Di Amerika, pada hari Natal mestinya dingin, sangat dingin, dan salju turun di mana-mana, seperti di Korea. Sebenarnya, saya jarang melihat salju pada musim Natal di Amerika. Namun, gagasan mengenai salju melebihi kenyataan, dan karena itu lagu yang dinyanyikan Bing Crosby I´m Dreaming of a White Christmas merupakan salah satu rekaman lagu terlaris di Amerika.

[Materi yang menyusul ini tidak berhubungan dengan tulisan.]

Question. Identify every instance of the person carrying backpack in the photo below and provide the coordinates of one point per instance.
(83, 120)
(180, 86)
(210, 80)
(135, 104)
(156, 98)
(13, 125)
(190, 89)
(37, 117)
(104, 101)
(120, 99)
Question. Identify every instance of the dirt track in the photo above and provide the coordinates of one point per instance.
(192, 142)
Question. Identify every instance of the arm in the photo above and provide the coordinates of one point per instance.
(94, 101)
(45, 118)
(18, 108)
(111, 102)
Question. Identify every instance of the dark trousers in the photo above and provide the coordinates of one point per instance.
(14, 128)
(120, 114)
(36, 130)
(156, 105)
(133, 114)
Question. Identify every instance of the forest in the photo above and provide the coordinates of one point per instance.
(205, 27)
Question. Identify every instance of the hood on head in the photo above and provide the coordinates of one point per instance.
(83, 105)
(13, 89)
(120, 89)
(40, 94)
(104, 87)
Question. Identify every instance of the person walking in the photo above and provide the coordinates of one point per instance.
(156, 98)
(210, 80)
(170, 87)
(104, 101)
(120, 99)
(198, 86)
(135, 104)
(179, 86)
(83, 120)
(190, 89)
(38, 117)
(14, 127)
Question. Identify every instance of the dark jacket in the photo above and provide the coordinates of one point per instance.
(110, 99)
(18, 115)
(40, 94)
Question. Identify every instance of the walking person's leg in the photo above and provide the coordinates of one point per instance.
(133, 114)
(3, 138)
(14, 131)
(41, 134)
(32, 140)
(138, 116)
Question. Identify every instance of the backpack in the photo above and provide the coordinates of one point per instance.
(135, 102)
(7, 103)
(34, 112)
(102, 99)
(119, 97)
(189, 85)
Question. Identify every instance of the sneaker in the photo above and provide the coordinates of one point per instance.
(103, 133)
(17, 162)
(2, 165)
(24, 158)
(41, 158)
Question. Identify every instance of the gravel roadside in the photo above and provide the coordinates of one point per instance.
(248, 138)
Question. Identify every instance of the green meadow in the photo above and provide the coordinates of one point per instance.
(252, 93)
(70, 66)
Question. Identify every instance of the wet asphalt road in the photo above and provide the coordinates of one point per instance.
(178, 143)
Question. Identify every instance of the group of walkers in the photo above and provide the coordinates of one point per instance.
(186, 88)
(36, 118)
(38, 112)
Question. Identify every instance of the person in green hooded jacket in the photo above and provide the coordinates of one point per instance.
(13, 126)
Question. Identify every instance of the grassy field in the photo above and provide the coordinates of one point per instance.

Kedua, meskipun Perayaan Natal itu merupakan peristiwa keagamaan di Amerika, namun tidak demikian halnya di Asia. Di negara-negara Asia, hanya sekitar seperdua-belas penduduk di sana yang beragama Nasrani. Karena Natal demikian penting bagi pemeluk agama Nasrani untuk menguatkan kepercayaan mereka, merayakannya sebagai golongan minoritas memberikan arti khusus pada peristiwa itu.
Keluarga Cina tetangga saya di Singapura menghadiri misa tengah malam menjelang Natal, kemudian menyanyikan lagu-lagu Natal dalam Bahasa Mandarin kira-kira pada pukul tiga pagi setiap tahun.
Ketiga, perayaan Natal di Amerika tidak mencerminkan kebiasaan zaman kolonial seperti di banyak daerah Asia. Menurut tradisi Inggris, banyak warga masyarakat Kristen Singapura dan Sri Lanka saling memberikan hadiah Natal, pada tanggal 26 Desember, yang dikenal sebagai "Boxing Day". Dengan demikian memberikan banyak waktu bagi gereja dan keluarga untuk merayakan Natal.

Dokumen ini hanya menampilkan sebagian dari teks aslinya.